100 UMKM Bulukumba Dibekali Digital Marketing dan Pembiayaan Syariah

Sebanyak 100 pelaku UMKM Bulukumba ikuti pelatihan digital marketing, branding, dan pembiayaan syariah di Kantor Bupati, Rabu 29 April 2026. Simak fakta lengkapnya.

100 UMKM Bulukumba Dibekali Digital Marketing dan Pembiayaan Syariah
Foto: Daud Kahal, membuka kegiatan dengan pesan tegas. Menurutnya, UMKM bukan sekadar pelengkap melainkan prioritas utama pembangunan daerah, setara dengan infrastruktur dan ketahanan pangan/JalurDua/
Bacakan Artikel

Bukan pelatihan searah. Kepala Bagian Ekonomi dan Administrasi Pembangunan, A. Akhmad Natsir, memandu sesi diskusi interaktif yang hidup. Para peserta yang sehari-harinya sibuk melayani pembeli di pasar atau mengelola lapak online antusias mengajukan pertanyaan seputar strategi konten, cara mendaftar QRIS, hingga syarat pengajuan pinjaman tanpa bunga.

Suasana yang jauh dari kesan formal birokrasi. Justru terasa seperti kelas wirausaha, di mana ilmu langsung mengalir dari praktisi ke pemilik usaha nyata.
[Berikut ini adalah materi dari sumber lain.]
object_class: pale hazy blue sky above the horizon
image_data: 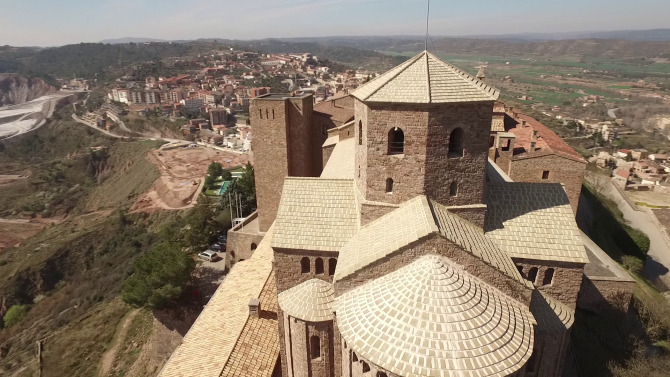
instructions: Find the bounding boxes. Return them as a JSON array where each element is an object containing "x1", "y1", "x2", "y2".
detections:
[{"x1": 0, "y1": 0, "x2": 670, "y2": 46}]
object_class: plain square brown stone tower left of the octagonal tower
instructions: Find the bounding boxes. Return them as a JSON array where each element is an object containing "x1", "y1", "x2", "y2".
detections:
[{"x1": 249, "y1": 94, "x2": 321, "y2": 232}]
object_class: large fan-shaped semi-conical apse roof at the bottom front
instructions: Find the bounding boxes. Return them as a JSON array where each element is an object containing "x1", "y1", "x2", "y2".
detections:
[{"x1": 335, "y1": 255, "x2": 535, "y2": 377}]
UMKM Bulukumba Adaptif dan Berdaya Saing

Kegiatan pengembangan kapasitas UMKM ini menjadi bagian dari akselerasi ekonomi digital yang tengah digenjot Pemerintah Kabupaten Bulukumba. Di tengah gelombang transformasi digital nasional, kesiapan pelaku UMKM lokal dalam memanfaatkan teknologi pemasaran menjadi penentu apakah mereka akan ikut berkembang atau tertinggal.

Branding UMKM yang kuat, strategi digital marketing yang terencana, dan akses pembiayaan syariah yang inklusif kini bukan lagi milik pelaku usaha besar saja. Dengan 100 pelaku UMKM Bulukumba yang sudah mendapatkan bekal hari ini, satu langkah telah diambil. Pertanyaannya: seberapa jauh mereka akan melangkah?